Question

With the help of mathematical induction find for all $n\ge 1$ the sum of the series $\frac{1}{1.2}+\frac{1}{2.3}...\frac{1}{n.n+1}$ is equal to

• A. $n+1$
• B. $\frac{n}{n+1}$
• C. $\frac{2n}{n+1}$
• D. $\frac{n}{3n+1}$

Answer 1

The correct option is B $\frac{n}{n+1}$

For any integer $n\ge 1$ , let $p_n$ be the statement that

$\frac{1}{1.2}+\frac{1}{2.3}...\frac{1}{n+1}=\frac{n}{n+1}$ .

$\underset{–}{Basecase}$ : The statement $P_1$ says that

$\frac{1}{1.2}=\frac{1}{1+1}$,

This is true.

$\underset{–}{Inductivestep}$: Fix $k\ge 1$ , and suppose that $P_k$ holds, that is,

$\frac{1}{1.2}+\frac{1}{2.3}...\frac{1}{k(k+1)}=\frac{k}{k+1}$ .

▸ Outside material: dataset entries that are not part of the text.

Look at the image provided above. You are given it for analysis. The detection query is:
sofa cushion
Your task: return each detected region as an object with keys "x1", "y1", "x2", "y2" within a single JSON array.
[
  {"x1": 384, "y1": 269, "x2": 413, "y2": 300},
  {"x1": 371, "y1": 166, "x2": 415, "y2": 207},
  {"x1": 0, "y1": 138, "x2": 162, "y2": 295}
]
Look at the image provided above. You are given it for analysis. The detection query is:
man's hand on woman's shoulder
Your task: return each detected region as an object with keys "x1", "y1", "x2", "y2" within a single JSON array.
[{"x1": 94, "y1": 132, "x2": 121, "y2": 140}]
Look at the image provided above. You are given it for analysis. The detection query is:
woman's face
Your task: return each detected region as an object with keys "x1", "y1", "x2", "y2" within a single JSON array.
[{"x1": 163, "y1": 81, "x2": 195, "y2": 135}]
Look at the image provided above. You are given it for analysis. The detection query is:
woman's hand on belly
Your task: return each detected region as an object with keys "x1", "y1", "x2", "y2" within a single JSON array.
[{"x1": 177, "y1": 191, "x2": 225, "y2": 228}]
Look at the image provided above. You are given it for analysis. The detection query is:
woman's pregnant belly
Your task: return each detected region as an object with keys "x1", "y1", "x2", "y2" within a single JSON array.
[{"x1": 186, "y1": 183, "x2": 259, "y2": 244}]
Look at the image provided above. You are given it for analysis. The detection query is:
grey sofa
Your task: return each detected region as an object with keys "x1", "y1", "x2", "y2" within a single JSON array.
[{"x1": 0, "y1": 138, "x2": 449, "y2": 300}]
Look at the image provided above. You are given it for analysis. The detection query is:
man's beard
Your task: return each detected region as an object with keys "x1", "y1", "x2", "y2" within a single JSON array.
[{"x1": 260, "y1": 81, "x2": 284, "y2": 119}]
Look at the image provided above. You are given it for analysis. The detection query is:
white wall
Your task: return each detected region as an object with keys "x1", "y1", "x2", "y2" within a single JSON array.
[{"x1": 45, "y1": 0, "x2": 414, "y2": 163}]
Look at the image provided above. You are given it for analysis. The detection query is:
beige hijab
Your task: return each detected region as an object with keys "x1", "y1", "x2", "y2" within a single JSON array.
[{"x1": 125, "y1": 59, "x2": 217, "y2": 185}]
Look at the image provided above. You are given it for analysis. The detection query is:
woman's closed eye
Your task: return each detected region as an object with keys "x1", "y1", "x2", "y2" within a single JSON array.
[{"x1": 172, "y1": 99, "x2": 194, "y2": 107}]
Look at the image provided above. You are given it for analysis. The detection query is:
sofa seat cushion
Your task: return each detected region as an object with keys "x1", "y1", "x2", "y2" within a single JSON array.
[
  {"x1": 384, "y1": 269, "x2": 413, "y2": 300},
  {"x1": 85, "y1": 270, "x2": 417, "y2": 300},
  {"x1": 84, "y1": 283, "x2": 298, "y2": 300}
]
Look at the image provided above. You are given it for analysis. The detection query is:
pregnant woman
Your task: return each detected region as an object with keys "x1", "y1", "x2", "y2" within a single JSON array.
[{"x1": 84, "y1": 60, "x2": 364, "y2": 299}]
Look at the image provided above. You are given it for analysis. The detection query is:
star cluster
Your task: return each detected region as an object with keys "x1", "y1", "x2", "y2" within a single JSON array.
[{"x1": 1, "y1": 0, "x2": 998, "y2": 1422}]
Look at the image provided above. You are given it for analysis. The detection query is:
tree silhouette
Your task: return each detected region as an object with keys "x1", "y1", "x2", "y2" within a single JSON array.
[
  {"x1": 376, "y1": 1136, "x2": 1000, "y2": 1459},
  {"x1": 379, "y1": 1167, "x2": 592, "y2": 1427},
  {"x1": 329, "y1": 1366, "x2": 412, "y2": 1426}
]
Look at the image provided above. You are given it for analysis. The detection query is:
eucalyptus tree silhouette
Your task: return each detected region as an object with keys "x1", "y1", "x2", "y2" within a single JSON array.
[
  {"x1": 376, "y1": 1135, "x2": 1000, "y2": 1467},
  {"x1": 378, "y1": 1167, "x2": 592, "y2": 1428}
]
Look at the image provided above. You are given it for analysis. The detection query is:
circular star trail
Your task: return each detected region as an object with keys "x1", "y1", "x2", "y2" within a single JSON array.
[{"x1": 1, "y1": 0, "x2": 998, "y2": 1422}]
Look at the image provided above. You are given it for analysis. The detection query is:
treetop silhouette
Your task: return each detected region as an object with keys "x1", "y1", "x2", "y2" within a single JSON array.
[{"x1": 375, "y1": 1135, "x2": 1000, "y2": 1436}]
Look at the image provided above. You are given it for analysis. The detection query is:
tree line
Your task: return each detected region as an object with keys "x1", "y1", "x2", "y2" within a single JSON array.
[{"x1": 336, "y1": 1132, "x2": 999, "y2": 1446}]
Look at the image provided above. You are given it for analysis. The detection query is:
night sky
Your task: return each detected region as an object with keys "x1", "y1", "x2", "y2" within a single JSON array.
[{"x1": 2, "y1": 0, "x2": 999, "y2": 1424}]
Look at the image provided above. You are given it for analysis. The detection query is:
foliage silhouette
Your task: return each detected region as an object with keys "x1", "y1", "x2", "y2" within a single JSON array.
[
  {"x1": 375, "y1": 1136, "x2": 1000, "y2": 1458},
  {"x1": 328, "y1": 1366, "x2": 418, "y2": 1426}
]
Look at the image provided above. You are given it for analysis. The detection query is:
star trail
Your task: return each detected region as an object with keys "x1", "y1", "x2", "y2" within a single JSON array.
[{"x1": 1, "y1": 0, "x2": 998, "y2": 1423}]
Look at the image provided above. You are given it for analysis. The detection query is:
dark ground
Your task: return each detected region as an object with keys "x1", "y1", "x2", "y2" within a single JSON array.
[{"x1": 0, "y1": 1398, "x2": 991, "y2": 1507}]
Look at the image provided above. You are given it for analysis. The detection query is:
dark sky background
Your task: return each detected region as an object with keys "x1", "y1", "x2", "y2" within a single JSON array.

It remains to show that $P_{k+1}$ holds, that is,

$\frac{1}{1.2}+\frac{1}{2.3}...\frac{1}{(k+1)(k+2)}=\frac{k+1}{k+2}$ .
Since we know the sum of the series till the kth term we can write the LHS as
$\frac{k}{k+1}+\frac{1}{(k+1)(k+2)}$
$=\frac{k^2+2k+1}{(k+1)(k+2)}$
$=\frac{{(k+1)}^2}{(k+1)(k+2)}$
$=\frac{k+1}{k+2}$ = RHS
Therefore $P_{k+1}$ holds

Thus, by the principle of mathematical induction, for all $n\ge 1$, $P_n$ holds.